Mena urban hromada (Менська міська громада) is a hromada of Ukraine, located in Chernihiv Oblast. Mena urban hromada is located in the south part of Koriukivka Raion, within the Dnieper Lowland, in Polissya. Its administrative center is the city Mena.

It has an area of 1026.1 km2 and a population of 25,581, as of 2020.

== Composition ==
The hromada contains 19 settlements: 1 city (Mena), 1 town (Makoshine), 34 villages:

- Birkivka
- Blystova
- Velichkivka
- Vesele
- Vilne
- Voloskivtsi
- Horodyshche
- Danylivka
- Derepivka
- Dibrivka
- Dmitrivka
- Diagova
- Zahorivka
- Kiselyvka
- Komarivka
- Kukovichi
- Lazarivka
- Lisky
- Luky
- Maiske
- Maksaki
- Novi Brody
- Ovcharivka
- Ostapivka
- Osmaki
- Pokrovske
- Semenivka
- Sinyavka
- Slobidka
- Stepanivka
- Stolne
- Ushnia
- Feskivka
- Chornohortsi

And 3 rural-type settlements: Kukovitske, Prohres, and Sadove.

== History ==
After the Russian invasion of Ukraine, during February–April 2022, the Mensk urban territorial community was under temporary occupation, was under shelling, and hostilities were taking place on its territory.

== Geography ==
Mena urban hromada is located in the south part of Koryukivskyi raion.

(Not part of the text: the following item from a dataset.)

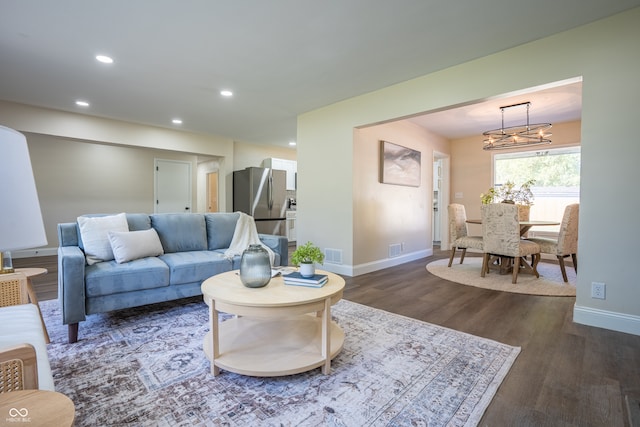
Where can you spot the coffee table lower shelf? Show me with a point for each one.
(272, 346)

The distance from Mena to the district center is 31 km, to the regional center is 69 km, to Kyiv is 208 km. The total area of the district is 4575.4 km^{2}.

The territory of the Mena urban hromada is located within the Dnieper Lowland. The relief of the surface of the hromada is a lowland, slightly undulating plain. All rivers belong to the Dnieper basin. The largest rivers are the Desna and its tributary the Ubid.

The climate of Mena urban hromada is moderately continental, with warm summers and relatively mild winters. The average temperature in January is about -7 °C, and in July―+19 °C. The average annual precipitation ranges from 550 to 580 mm, with the highest precipitation in the summer period.

The most common are sod-podzolic and gray forest soils. The Mena urban hromada is located in the natural zone of mixed forests, in Polissya. 9% of the hromadas territory is covered by forests.The main species in the forests are pine, oak, alder, ash, birch.

The Mena urban hromada is home the Kamoretsk zoological reserve.

== Economy ==
The hromadas agriculture specializes in growing grain, oilseed and industrial crops, and producing livestock products - milk, meat, eggs. The raion has a developed woodworking industry and food industry.There is a mineral water well located on the territory of the hromada, which provides the operation of the mineral water plant.

=== Transportation ===
Regional highways and the H27 state road pass through Mena. Mena Station is an intermediate railway station of the South-Western Railway on the Bakhmach - Gomel line. The station is intended for passenger and freight services.